Mentivo sapendo di mentire, ovvio, l’amavo più disperatamente che mai. Mi stavo tuttavia adattando inconsapevolmente ad un gioco delle parti fino allora sconosciuto, eppure l’unico cui sapevo giocare. Mantenni perciò la calma, senza manifestare emozioni apparenti. << Penso che hai ragione, faremo così >>. Non vedevo l’ora di darle ragione in questo senso, ma un po’ di dignità dovevo pur lasciarla intravedere: << Non sarà così a partire da domani, ho bisogno di tempo per mettere in ordine le idee… Mi rimarrà lo stesso un enorme rimpianto >>.
Ci incamminammo in direzione di Piazza Statuto mentre un tiepido sole ottobrino illuminava i lavori in corso. << Dì qualcosa >>, esclamò Lucia ad un certo momento. Sospirai: << Penso di aver detto abbastanza in questi mesi. Forse anche troppo, non lo so… Quando uno crede davvero in qualcosa e adesso non ci può più credere, beh, non rimane molto da dire… >>.
Sono certo che una frase così sarebbe stata perfetta in qualche film di Rohmer.

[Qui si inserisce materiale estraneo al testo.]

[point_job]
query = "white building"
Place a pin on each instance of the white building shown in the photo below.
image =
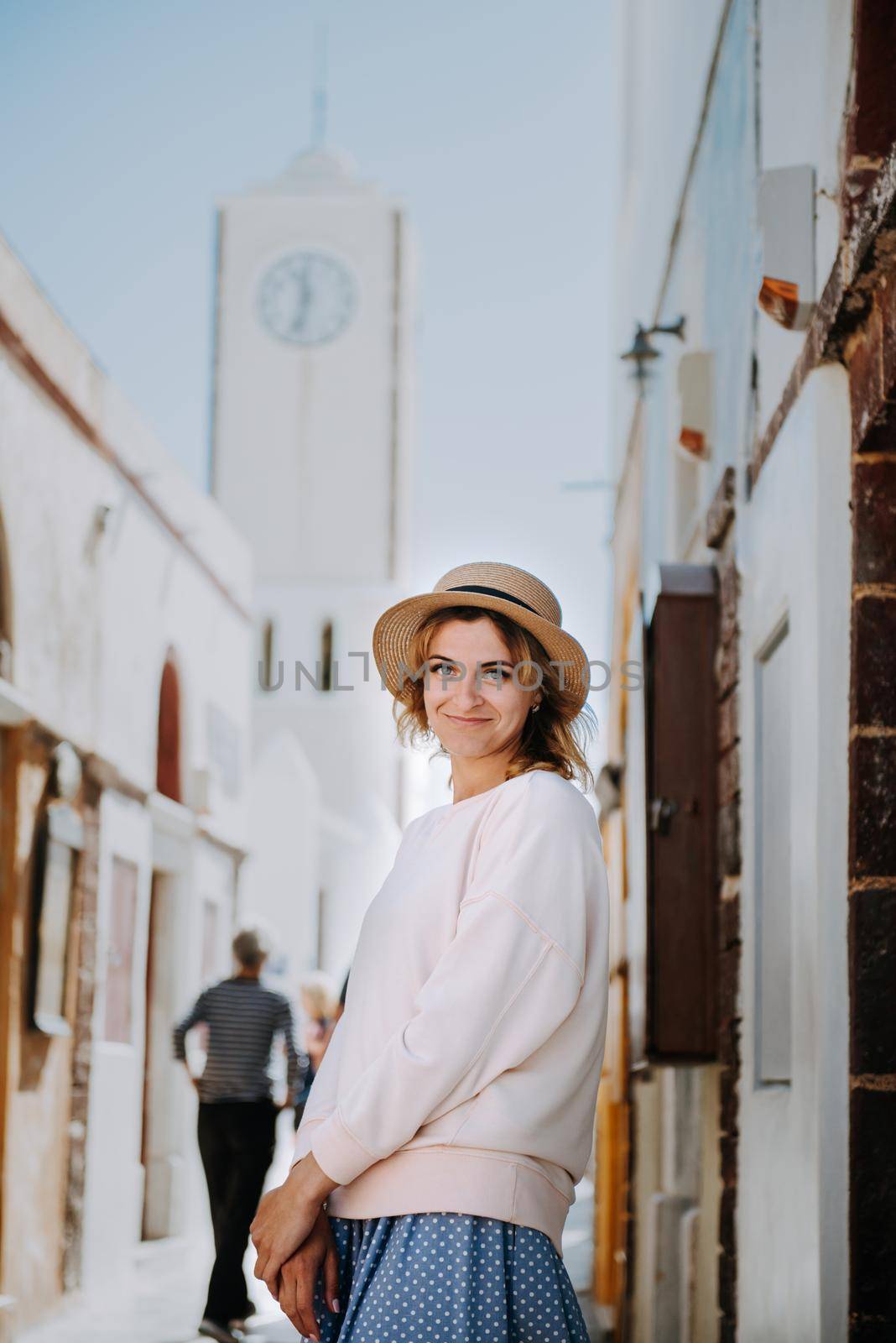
(311, 461)
(726, 1170)
(123, 754)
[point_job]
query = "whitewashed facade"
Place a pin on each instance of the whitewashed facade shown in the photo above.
(311, 460)
(117, 577)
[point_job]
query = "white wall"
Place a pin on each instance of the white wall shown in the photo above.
(792, 1193)
(101, 590)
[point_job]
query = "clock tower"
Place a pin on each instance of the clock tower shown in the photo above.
(311, 461)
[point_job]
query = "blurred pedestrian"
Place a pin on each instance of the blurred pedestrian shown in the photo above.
(320, 1011)
(237, 1115)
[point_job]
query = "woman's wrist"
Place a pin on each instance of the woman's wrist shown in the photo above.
(310, 1182)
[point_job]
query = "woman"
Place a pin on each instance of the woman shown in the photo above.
(454, 1111)
(317, 997)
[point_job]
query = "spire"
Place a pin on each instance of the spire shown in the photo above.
(320, 87)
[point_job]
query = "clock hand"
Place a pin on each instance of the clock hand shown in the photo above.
(305, 302)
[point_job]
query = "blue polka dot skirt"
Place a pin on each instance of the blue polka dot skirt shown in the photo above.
(448, 1278)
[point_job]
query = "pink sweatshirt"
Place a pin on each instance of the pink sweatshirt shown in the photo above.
(463, 1074)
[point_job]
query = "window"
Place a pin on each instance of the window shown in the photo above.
(773, 900)
(326, 656)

<< Ce l’hai con me, vero, sii sincero >>, domandò con qualche esitazione. << No, sul serio >>, assicurai, << Sono sempre stato sincero con te e lo sono ora >>. << Vorrei chiederti ancora una cosa… ti ho delusa, è così? >>. << Beh, è difficile dirlo… >>, ma poi, con quella stessa sincerità appena nominata, aggiunsi: << Sì, un po’. Forse ti ho messa su un piedistallo che non c’è >>.
Rimanemmo zitti fino al momento in cui, giunti in Piazza Statuto, infine ci salutammo, il sole negli occhi e un gran peso sullo stomaco. Sembrava ancora impossibile: tutto finiva lì, con una stretta di spalle, allargando le braccia in un gesto di rassegnata impotenza. La pagina di diario terminava sulle note di una canzone: “… E fu del tutto sera qualcuno tornava, tornava presto e il resto fu andare via”.